Red Hat Bugzilla – Bug 1304423
RabbitMQ fails to start on an IPv6 deployment
Last modified: 2016-04-18 03:01:53 EDT
Description of problem:
# pcs status |grep -A2 rabbit
Clone Set: rabbitmq-clone [rabbitmq]
rabbitmq (ocf::heartbeat:rabbitmq-cluster): FAILED overcloud-controller-0 (unmanaged)
Clone Set: memcached-clone [memcached]
Started: [ overcloud-controller-0 ]
* rabbitmq_stop_0 on overcloud-controller-0 'unknown error' (1): call=882, status=Timed Out, exitreason='none',
last-rc-change='Wed Feb 3 09:38:10 2016', queued=0ms, exec=90004ms
Version-Release number of selected component (if applicable):
director poodle: 2016-01-27.1
core poodle: 2016-02-02.2
100%, both on 1 controller and 3 controllers
Steps to Reproduce:
1. Try installing IPv6 overcloud
This seems to be different from https://bugzilla.redhat.com/show_bug.cgi?id=1301404 as the SELinux error that caused that issue was fixed.
[root@overcloud-controller-0 ~]# ls -ltrhZ /etc/machine-id
-r--r--r--. root root unconfined_u:object_r:machineid_t:s0 /etc/machine-id
I have two dev boxes (1 HA and 1 minimal that has this error and can be triaged).
I think I've seen this. In my case, Rabbit actually started correctly during the deployment, and ran long enough for the post-deployment to complete. Shortly after that, Rabbit failed on all 3 controllers, and wouldn't start again on any of them. I was not able to triage the root cause, and on a redeploy I was not getting the same behavior.
*** Bug 1304422 has been marked as a duplicate of this bug. ***
Ok, this is certainly a new, unknown issue, which wasn't addressed in the recent builds. Looking into this.
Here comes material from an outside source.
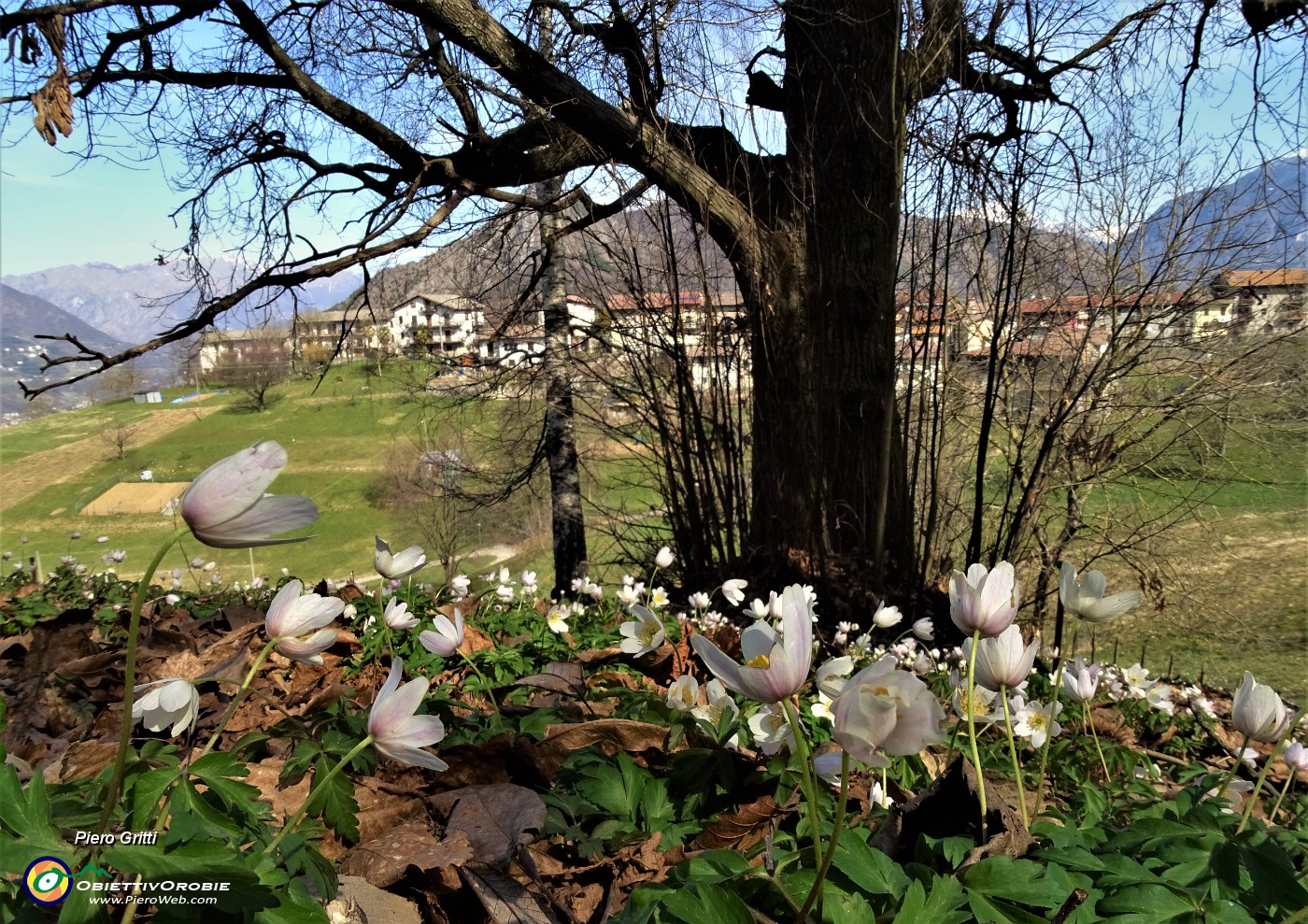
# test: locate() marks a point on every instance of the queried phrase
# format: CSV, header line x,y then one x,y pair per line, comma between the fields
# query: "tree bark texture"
x,y
568,519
This is what I've got so far.
* Networking seems slow. Even ssh login takes several seconds.
* I've tried running rabbitmq-server with systemd (just in case - checking that everything was set up correctrly). It does works.
* Starting rabbitmq with systemd takes a lot of time:
[root@overcloud-controller-2 ~]# time systemctl start rabbitmq-server
24 seconds is too much. This might cause timeout in pacemaker.
* Getting current status with rabbitmqctl takes exactly the same 24 seconds:
[root@overcloud-controller-2 ~]# time rabbitmqctl report
* From rabbitmq logs it seems that opening a tcp6 connection takes it almost 18 seconds:
[root@overcloud-controller-2 ~]# cat /email@example.com
=WARNING REPORT==== 3-Feb-2016::04:30:57 ===
msg_store_persistent: rebuilding indices from scratch
=INFO REPORT==== 3-Feb-2016::04:31:13 ===
started TCP Listener on [FD00:FD00:FD00:2000::15]:5672
After Peter's debugging and Dan's suggestion, the issue turned out to be invalid DNS settings.
I was deploying with 18.104.22.168/22.214.171.124 since the beginning of the IPv6 testing and it caused no problems until recently. It seems that it's filtered out on the internal network, so name resolution on the overcloud nodes was broken and resulted in very slow binding for every service.
As it now was the source of a weird and hard to debug issue, we should consider adding a validation step to check for working DNS before we deploy rabbit on the overcloud. I'll open a bug for that.
Closing this bug. Thanks for the help with debugging.